The property management team received a formal audit demand letter from counsel representing one of their largest retail tenants. The letter requested five years of CAM billing records, escalation calculations, reconciliation statements, and documentation of the recovery methodology applied under the lease, with a deadline of 30 days to produce the initial package.
The property team had the numbers. They could pull billing reports from the system. But what they didn't have was a clean, structured record linking each billing decision back to the specific lease clauses authorizing it. Which lease provision governed the gross-up election? Why had the management fee exclusion been applied in years 1–3 but not years 4–5? What was the contractual basis for the CAM cap calculation methodology that had changed after a lease amendment?

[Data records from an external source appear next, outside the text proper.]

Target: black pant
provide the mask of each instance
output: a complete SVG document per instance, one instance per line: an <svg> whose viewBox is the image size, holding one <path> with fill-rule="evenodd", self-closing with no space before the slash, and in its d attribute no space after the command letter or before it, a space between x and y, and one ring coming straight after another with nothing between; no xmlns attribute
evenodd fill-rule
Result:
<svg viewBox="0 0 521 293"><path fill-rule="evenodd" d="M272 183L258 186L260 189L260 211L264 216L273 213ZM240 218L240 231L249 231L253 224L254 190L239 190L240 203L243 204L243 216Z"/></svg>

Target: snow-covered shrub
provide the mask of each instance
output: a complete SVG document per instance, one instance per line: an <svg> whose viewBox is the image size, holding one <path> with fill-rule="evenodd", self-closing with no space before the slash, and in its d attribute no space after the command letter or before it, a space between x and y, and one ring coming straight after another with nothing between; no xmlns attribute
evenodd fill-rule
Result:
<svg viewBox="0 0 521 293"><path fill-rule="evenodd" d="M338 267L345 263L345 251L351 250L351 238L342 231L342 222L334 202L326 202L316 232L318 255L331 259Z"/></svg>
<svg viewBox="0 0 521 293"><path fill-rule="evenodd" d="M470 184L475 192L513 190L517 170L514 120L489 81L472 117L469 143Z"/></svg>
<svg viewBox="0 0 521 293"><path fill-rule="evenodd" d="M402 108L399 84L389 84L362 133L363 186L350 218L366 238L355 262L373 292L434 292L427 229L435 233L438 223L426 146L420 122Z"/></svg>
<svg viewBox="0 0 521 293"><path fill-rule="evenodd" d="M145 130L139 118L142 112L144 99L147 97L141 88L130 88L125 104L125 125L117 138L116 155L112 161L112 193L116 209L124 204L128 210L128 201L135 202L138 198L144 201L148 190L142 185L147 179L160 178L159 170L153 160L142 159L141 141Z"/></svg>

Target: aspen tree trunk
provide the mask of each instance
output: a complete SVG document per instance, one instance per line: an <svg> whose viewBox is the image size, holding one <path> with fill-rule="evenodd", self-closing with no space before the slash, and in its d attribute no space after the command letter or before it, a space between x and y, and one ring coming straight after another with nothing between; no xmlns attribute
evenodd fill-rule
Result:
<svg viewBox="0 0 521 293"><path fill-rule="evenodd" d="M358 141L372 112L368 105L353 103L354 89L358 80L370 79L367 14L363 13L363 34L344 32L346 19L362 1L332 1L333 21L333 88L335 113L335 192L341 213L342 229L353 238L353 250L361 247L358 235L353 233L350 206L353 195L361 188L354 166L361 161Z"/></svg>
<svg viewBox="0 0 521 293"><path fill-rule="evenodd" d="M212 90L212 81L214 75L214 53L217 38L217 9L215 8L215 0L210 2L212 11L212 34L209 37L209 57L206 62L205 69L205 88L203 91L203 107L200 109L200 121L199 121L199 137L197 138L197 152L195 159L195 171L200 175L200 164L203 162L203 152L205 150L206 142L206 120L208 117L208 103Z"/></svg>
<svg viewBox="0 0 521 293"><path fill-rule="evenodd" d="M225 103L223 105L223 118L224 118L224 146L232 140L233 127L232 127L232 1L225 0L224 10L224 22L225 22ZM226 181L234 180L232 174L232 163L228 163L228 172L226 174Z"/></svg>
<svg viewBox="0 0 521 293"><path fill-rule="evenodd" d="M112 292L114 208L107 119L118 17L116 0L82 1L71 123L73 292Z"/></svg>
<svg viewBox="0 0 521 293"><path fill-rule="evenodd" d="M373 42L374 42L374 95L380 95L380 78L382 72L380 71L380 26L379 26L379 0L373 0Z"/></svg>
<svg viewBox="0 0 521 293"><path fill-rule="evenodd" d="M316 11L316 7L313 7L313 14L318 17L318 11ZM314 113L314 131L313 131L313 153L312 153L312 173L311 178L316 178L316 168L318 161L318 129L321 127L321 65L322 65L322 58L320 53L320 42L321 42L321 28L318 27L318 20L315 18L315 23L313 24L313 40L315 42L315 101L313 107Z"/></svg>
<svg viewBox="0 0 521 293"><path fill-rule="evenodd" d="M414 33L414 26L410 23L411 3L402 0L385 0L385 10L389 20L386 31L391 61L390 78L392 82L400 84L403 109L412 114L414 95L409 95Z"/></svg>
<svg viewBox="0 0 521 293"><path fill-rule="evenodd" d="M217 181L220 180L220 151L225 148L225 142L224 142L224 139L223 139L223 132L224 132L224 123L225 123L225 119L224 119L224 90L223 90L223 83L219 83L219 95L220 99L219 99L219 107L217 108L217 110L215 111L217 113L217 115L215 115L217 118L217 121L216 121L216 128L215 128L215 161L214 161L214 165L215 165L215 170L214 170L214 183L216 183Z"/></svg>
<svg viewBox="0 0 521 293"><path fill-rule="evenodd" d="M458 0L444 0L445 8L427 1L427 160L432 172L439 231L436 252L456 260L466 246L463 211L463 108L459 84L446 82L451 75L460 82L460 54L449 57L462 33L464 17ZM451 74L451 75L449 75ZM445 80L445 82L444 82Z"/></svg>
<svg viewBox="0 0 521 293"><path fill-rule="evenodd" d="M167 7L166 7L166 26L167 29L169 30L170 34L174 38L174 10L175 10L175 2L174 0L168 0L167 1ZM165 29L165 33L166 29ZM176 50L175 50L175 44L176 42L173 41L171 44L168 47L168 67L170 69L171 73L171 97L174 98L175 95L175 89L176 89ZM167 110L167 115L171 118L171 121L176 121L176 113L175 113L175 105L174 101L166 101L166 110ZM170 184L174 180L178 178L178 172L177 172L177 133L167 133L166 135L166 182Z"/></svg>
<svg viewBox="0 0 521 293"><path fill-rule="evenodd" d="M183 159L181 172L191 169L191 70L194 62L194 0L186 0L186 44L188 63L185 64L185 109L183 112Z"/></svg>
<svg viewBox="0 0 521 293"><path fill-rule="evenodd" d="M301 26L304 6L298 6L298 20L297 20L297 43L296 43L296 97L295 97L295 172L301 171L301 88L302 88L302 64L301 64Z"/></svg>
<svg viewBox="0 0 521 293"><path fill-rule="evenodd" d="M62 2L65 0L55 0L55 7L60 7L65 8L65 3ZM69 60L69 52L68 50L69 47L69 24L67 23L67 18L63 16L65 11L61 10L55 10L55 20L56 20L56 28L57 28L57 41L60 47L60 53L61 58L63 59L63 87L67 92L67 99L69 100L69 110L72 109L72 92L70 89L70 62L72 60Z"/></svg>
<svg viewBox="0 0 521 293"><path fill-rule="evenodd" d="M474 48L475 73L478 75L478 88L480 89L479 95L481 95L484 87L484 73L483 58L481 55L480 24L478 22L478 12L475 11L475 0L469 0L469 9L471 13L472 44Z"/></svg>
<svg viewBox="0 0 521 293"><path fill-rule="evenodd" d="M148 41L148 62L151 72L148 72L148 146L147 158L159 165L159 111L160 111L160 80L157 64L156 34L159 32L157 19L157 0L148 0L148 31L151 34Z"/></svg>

Without that documentation, answering those questions would require a manual reconstruction of five years of billing history, pulling amendments, cross-referencing original clauses, rebuilding CAM pools from scratch. The outside counsel estimate for that exercise was $180,000 and 4–6 months. And if the reconstruction revealed errors, the exposure would be larger still.
Because Firststreet had been monitoring the lease throughout its term, the documentation already existed in structured form. Every CAM calculation was linked to the specific clause authorizing it. The amendment history was tracked and reflected in the obligation model. The change in management fee exclusion treatment was flagged and documented at the time it occurred, with the lease reference attached.